Good morning,
I'd like to understand the following concept and possibly being able to solve different types of exercises with it.
The exercise is the following :
Calculate $[\mathbb{Q} (\sqrt[3]{3} + \sqrt {2}) : \mathbb{Q}]$
The solution seems pretty standard except for the point that i would like to understand.
It says more or less that once called $\alpha = \sqrt[3]{3} , \beta = \sqrt {2}$ the set $\{ 1, \alpha, \alpha^{2} , \beta, \alpha\beta , \alpha^{2}\beta \}$ is a basis of $\mathbb{Q}(\alpha, \beta)$ over $\mathbb{Q}$, instead $A= \{ 1, \gamma \dots , \gamma^{4} \}$ where $\gamma = \alpha + \beta$ is linearly dependent over $\mathbb{Q}$.
So it writes the coordinates of $A$ respect to the basis of $\mathbb{Q}(\alpha, \beta)$ :
$1=(1,0,0,0,0,0)$
$\gamma = \alpha + \beta = (0,1,0,1,0,0)$
$\gamma^{2} = \alpha^{2} + 2\alpha\beta + 2 = (2,0,1,0,2,0)$, where $2 = \beta^{2}$
$\gamma^{3}=(3,6,0,2,0,3)$.
After that it says that we can stop at $\gamma^{3}$ because we can see passed in coordinates and so in $\mathbb{Q}^{6}$ that the four element are linearly independent and finishes saying that $\mathbb{Q}(\gamma) = \mathbb{Q}(\alpha, \beta)$ and writing down $\alpha$ and $\beta$ as linear combination of element of $\gamma$, which I din't understood at all, because starts to put coefficients in matrices.
I'd like to understand the method and when I could apply it,and the last part on the matrices.

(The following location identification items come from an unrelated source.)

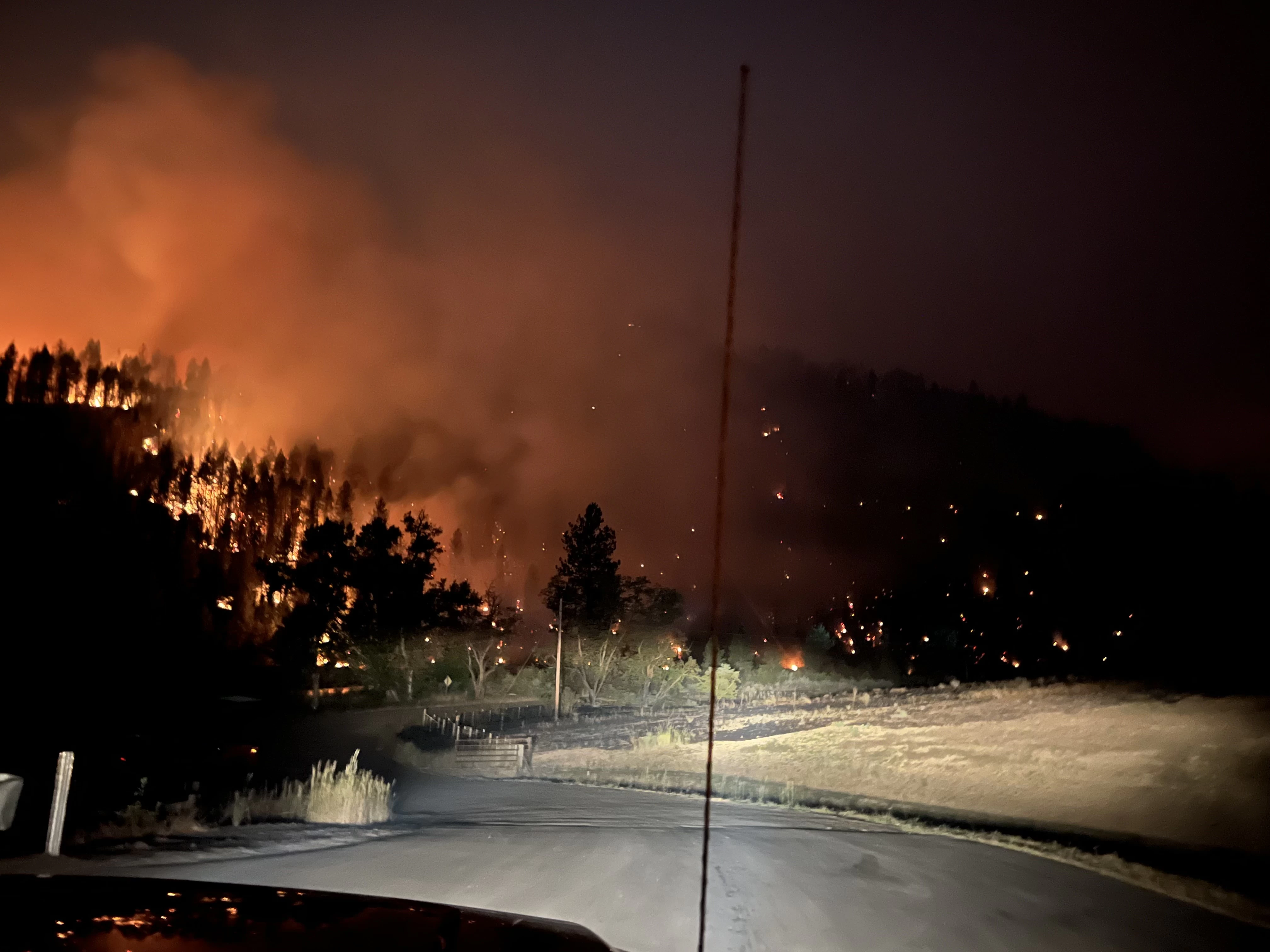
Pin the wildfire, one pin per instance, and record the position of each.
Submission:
(792, 662)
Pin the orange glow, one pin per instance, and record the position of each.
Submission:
(792, 662)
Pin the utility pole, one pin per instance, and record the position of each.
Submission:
(559, 652)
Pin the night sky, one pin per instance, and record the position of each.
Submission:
(489, 241)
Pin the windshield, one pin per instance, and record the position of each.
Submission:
(523, 459)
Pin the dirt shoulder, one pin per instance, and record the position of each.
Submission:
(1193, 771)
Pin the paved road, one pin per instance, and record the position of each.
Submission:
(626, 865)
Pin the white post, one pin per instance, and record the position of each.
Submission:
(559, 652)
(58, 813)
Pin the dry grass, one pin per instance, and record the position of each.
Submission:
(667, 738)
(136, 822)
(286, 803)
(347, 796)
(1196, 771)
(331, 795)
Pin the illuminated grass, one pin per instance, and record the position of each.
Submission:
(331, 795)
(667, 738)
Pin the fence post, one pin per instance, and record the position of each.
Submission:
(58, 813)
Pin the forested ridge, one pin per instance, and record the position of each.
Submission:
(881, 526)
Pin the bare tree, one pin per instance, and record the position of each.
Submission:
(596, 663)
(481, 663)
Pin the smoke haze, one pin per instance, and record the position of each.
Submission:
(508, 367)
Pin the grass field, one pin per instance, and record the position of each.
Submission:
(1189, 770)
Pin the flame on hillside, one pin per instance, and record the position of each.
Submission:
(792, 660)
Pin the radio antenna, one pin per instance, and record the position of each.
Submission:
(721, 482)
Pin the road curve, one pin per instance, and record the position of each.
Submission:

Thank you all, any help would be appreciated.
P.S.
If you need the text of the solution,please comment it and let me know.

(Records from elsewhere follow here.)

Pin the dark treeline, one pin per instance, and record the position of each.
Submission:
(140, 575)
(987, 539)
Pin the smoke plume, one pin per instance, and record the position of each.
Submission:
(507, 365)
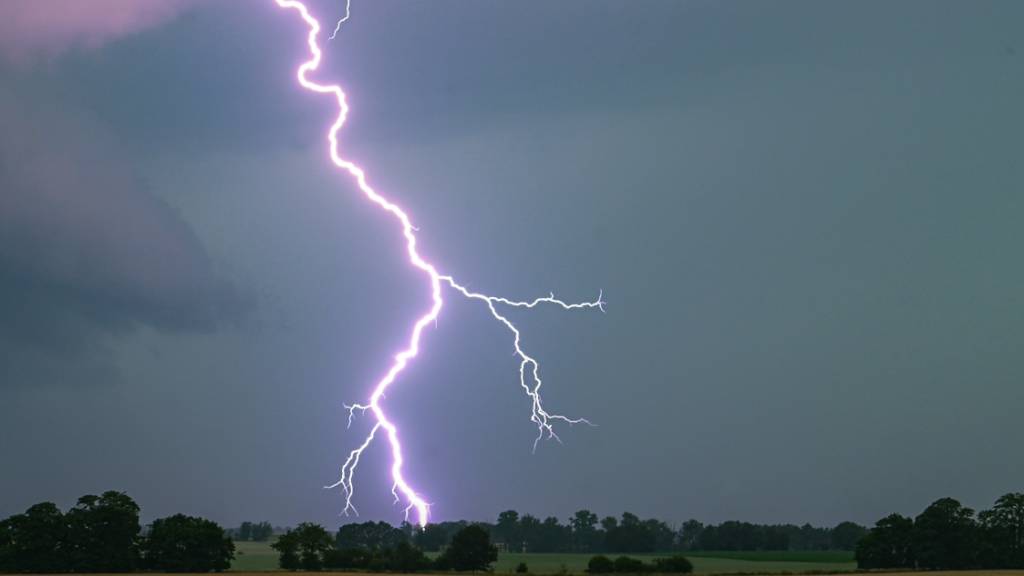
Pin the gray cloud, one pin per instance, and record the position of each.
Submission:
(84, 249)
(32, 28)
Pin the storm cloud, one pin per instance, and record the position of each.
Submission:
(30, 28)
(85, 250)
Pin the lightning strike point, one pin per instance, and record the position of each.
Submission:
(400, 488)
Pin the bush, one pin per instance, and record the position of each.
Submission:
(673, 565)
(627, 565)
(600, 565)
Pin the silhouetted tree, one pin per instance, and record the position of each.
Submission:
(1003, 530)
(102, 533)
(35, 541)
(182, 543)
(371, 535)
(945, 536)
(507, 530)
(889, 544)
(689, 535)
(585, 533)
(303, 547)
(846, 535)
(470, 550)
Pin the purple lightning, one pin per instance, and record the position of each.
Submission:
(529, 377)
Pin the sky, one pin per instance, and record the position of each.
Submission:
(804, 216)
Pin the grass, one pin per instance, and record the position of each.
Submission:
(704, 563)
(255, 557)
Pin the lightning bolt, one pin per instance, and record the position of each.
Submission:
(529, 377)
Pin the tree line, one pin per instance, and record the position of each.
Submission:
(253, 532)
(948, 536)
(380, 547)
(585, 532)
(102, 534)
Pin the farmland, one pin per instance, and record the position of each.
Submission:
(259, 557)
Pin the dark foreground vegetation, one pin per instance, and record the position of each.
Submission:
(948, 536)
(311, 547)
(102, 534)
(587, 533)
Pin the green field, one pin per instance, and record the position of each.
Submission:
(254, 557)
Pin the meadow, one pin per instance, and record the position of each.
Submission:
(254, 557)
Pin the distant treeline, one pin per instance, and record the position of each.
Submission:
(253, 532)
(585, 532)
(948, 536)
(377, 546)
(102, 534)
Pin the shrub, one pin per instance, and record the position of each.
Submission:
(600, 565)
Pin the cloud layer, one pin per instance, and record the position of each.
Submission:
(31, 28)
(85, 251)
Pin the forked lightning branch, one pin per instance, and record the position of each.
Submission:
(529, 369)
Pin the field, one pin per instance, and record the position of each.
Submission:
(253, 557)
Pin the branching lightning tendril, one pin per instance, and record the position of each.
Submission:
(529, 377)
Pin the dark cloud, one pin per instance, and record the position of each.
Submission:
(32, 28)
(84, 249)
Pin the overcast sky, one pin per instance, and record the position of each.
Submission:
(805, 217)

We know that $[\mathbb{Q}(\alpha, \beta) : \mathbb{Q}] = 6$ and $\mathbb{Q}(\gamma) \subseteq \mathbb{Q}(\alpha, \beta)$. Therefore
$$6 = [\mathbb{Q}(\alpha, \beta) : \mathbb{Q}] = [\mathbb{Q}(\alpha, \beta) : \mathbb{Q}(\gamma)][\mathbb{Q}(\gamma) : \mathbb{Q}]$$
so $[\mathbb{Q}(\gamma) : \mathbb{Q}] \mid 6$.
Also you know that one basis for $\mathbb{Q}(\gamma)$ over $\mathbb{Q}$ is of the form $$\{1, \gamma, \gamma^2, \ldots, \gamma^{n-1}\}$$ where $n = [\mathbb{Q}(\gamma) : \mathbb{Q}]$.

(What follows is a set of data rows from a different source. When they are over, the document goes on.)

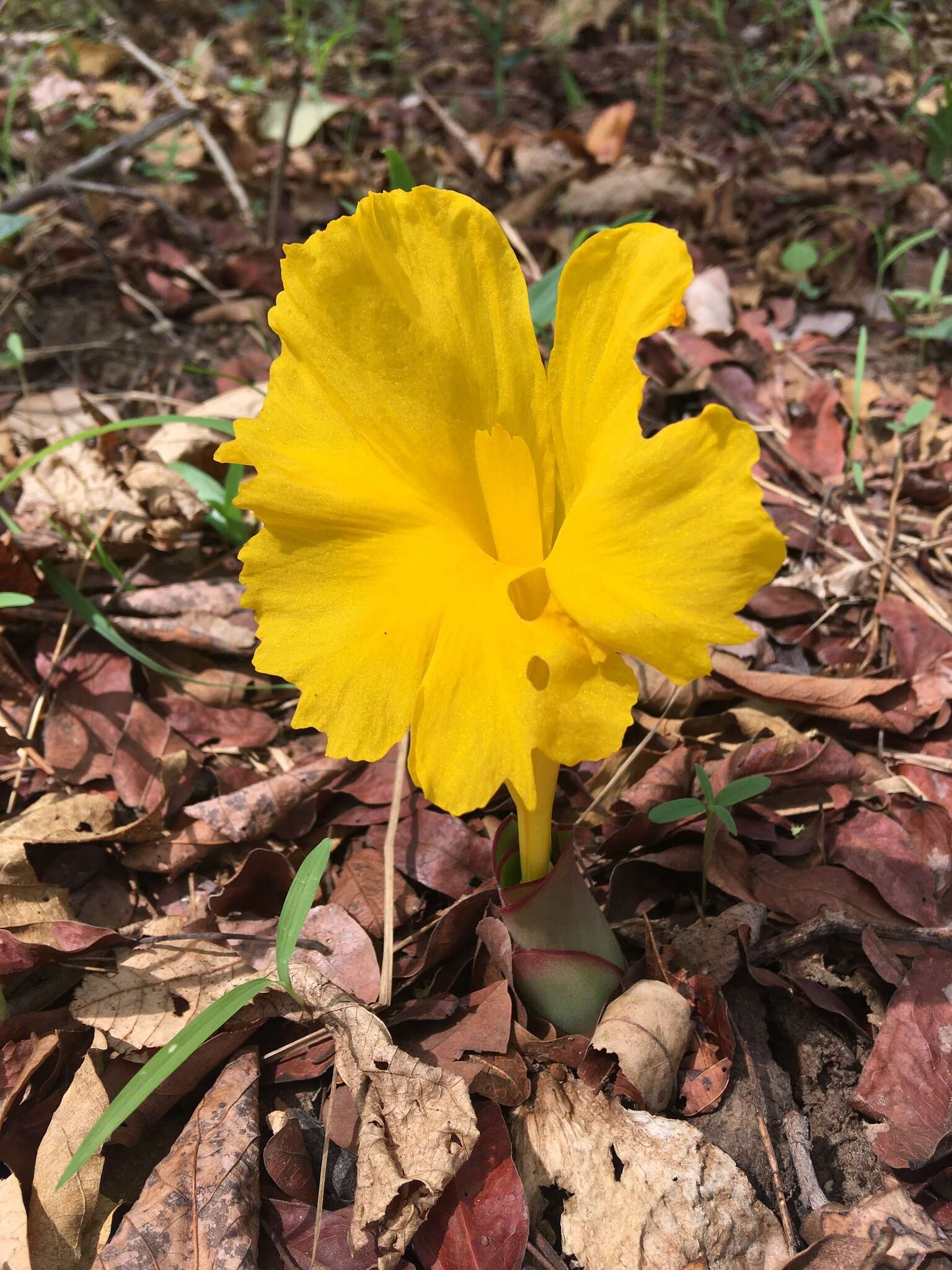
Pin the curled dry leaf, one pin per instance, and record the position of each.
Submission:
(200, 1206)
(648, 1028)
(68, 1226)
(482, 1217)
(907, 1078)
(416, 1122)
(641, 1193)
(155, 991)
(604, 139)
(845, 1238)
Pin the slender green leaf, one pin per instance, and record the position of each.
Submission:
(739, 790)
(151, 420)
(726, 818)
(296, 907)
(678, 809)
(705, 783)
(161, 1067)
(400, 174)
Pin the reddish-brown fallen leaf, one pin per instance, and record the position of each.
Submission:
(138, 769)
(200, 723)
(255, 810)
(803, 893)
(92, 699)
(180, 848)
(907, 856)
(482, 1023)
(604, 139)
(482, 1219)
(259, 887)
(816, 433)
(888, 704)
(19, 1062)
(61, 940)
(433, 849)
(908, 1076)
(293, 1225)
(359, 892)
(288, 1165)
(200, 1206)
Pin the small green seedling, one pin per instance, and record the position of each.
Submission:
(295, 910)
(714, 807)
(400, 174)
(917, 413)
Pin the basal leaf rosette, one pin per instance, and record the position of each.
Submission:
(464, 543)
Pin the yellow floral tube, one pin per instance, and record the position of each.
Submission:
(461, 541)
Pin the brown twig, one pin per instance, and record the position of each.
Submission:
(760, 1112)
(59, 184)
(386, 969)
(827, 923)
(796, 1130)
(215, 151)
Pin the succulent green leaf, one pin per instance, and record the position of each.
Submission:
(296, 907)
(678, 809)
(742, 789)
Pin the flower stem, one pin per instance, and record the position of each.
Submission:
(536, 822)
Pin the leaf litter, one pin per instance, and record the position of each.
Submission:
(156, 821)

You showed that $\{1, \gamma, \gamma^2, \gamma^3\}$ is linearly independent over $\mathbb{Q}$ so $[\mathbb{Q}(\gamma) : \mathbb{Q}] \ge 4$.
Therefore $[\mathbb{Q}(\gamma) : \mathbb{Q}] = 6$.
This now implies that $[\mathbb{Q}(\alpha, \beta) : \mathbb{Q}(\gamma)] = 1$ so $\mathbb{Q}(\alpha, \beta) = \mathbb{Q}(\gamma)$. Hence, $\alpha$ and $\beta$ can be expressed in the basis $\{1, \gamma, \ldots, \gamma^5\}$.